Ainda trocamos cartas por um tempo, até que elas pararam de chegar, de repente. Nunca soube o que havia sido feito de Clarisse, e julguei que tivesse me esquecido ou coisa que o valha, porque o meu namoradinho me esqueceu, e meus outros amigos me esqueceram. E por fim eu esqueci, e conheci Guilherme, e vivia agora uma vida que nunca quis, mas que me satisfazia porque eu me enganava.
Remexi um pouco mais na caixa e encontrei as cartas que ela me mandava, todas elas. Ouvi Guilherme gritar com Pablo no andar de baixo, ele não era um pai muito paciente, sorri sem querer sorrir. Reli carta por carta e chorei em todas elas. E a dor da feridantiga foi crescendo, a cada letra, a cada lágrima. A última carta era infelicíssima. Clarisse tinha conhecido esse Valter e abandonara o grupo pra ficar com ele, julgando ter encontrado o amor que tanto buscava. É claro que não era nada daquilo, nunca é de verdade, nunca é nada. Sei que ela não estava bem, queria voltar pra casa, pela primeira vez em muitos anos ela considerava a possibilidade de voltar pra casa, mas não sabia como seria. A mãe dela, pelo que contava, era um verdadeiro pesadelo. Tinha o pai, a quem ela amava verdadeiramente, mas não entendia. Tinha o irmão, namorado da melhor amiga dela. E tinha essa melhor amiga, Mariana, que devia ter fugido com ela mas nunca pôde, ou nunca quis. Mariana era a única coisa que estimulava Clarisse a voltar, mas ela não aceitava a volta, não aceitava o erro. Terminou a carta dizendo que me abraçava apertado e daria um jeito de me ver na capital em breve. E sumiu.
Dei algumas voltas pelo quarto, a cabeça trabalhando rápido, o coração fervendo. Tentei imaginar Clarisse mais velha e criando filhos, como eu, mas não dava, a imagem dela jovem e livre estava grudada na minha memória. E a dor de feridantiga atingiu seu ápice. Eu sabia o que devia fazer.

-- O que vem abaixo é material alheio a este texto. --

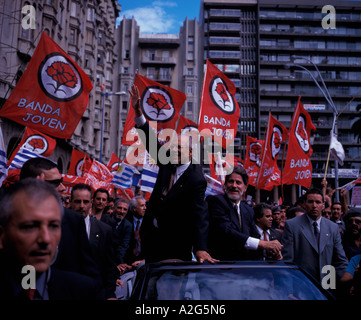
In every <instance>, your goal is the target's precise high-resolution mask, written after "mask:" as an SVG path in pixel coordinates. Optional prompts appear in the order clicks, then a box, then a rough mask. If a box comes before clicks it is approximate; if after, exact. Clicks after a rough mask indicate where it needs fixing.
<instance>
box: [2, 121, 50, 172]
mask: <svg viewBox="0 0 361 320" xmlns="http://www.w3.org/2000/svg"><path fill="white" fill-rule="evenodd" d="M22 146H25V148H26V149H28V150H30V151H32V152H34V153H37V154H39V155H40V156H43V157H49V156H50V155H51V154H52V153H53V151H54V149H55V146H56V140H55V139H53V138H50V137H49V136H47V135H45V134H43V133H41V132H39V131H37V130H33V129H30V128H26V129H25V132H24V134H23V138H22V139H21V141H20V143H19V145H18V146H17V147H16V149H15V150H14V151H13V153H12V154H11V157H10V159H9V161H8V164H7V165H8V166H10V163H11V162H12V161H13V159H14V157H15V155H16V154H17V153H18V151H19V150H20V148H21V147H22Z"/></svg>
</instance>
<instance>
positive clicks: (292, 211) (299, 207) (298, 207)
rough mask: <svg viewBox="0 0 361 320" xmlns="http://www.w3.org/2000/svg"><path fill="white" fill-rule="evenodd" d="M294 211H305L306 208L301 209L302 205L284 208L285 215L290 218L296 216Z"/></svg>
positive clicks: (295, 212) (298, 211)
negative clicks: (290, 207)
mask: <svg viewBox="0 0 361 320" xmlns="http://www.w3.org/2000/svg"><path fill="white" fill-rule="evenodd" d="M296 212H303V213H306V210H305V209H303V208H302V207H292V208H288V209H287V210H286V217H287V219H292V218H294V217H295V216H296Z"/></svg>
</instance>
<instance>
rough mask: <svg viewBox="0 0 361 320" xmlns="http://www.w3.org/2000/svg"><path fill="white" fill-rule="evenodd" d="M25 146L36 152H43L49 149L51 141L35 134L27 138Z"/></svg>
mask: <svg viewBox="0 0 361 320" xmlns="http://www.w3.org/2000/svg"><path fill="white" fill-rule="evenodd" d="M24 146H25V148H26V149H28V150H31V151H32V152H34V153H37V154H43V153H45V152H46V151H47V150H48V148H49V143H48V141H47V140H46V139H45V138H44V137H43V136H41V135H37V134H34V135H31V136H29V137H27V138H26V140H25V142H24Z"/></svg>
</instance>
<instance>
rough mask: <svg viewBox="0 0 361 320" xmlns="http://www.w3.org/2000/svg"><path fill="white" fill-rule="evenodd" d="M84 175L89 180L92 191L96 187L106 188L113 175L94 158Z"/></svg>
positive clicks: (103, 166)
mask: <svg viewBox="0 0 361 320" xmlns="http://www.w3.org/2000/svg"><path fill="white" fill-rule="evenodd" d="M84 177H85V178H88V179H89V180H90V182H91V186H92V188H93V190H94V191H95V190H96V189H98V188H105V189H108V187H109V186H110V182H111V181H112V180H113V175H112V174H111V172H110V171H109V169H108V168H107V167H106V166H105V165H104V164H102V163H100V162H99V161H96V160H94V161H93V163H92V165H91V167H90V169H89V171H88V172H85V173H84Z"/></svg>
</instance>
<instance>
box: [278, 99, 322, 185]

Três dias depois eu estava em frente à casa de Clarisse. Nem podia acreditar que atravessei metade do país praquilo, mas lá estava. Bati à porta e um senhor me atendeu, um homem velho-novo, se é que me entende.
__ Boa tarde. Geraldo?
__ Em que posso ajudá-la, senhora?
__ Sou...quero dizer, fui. Fui amiga de sua filha, a Clarisse.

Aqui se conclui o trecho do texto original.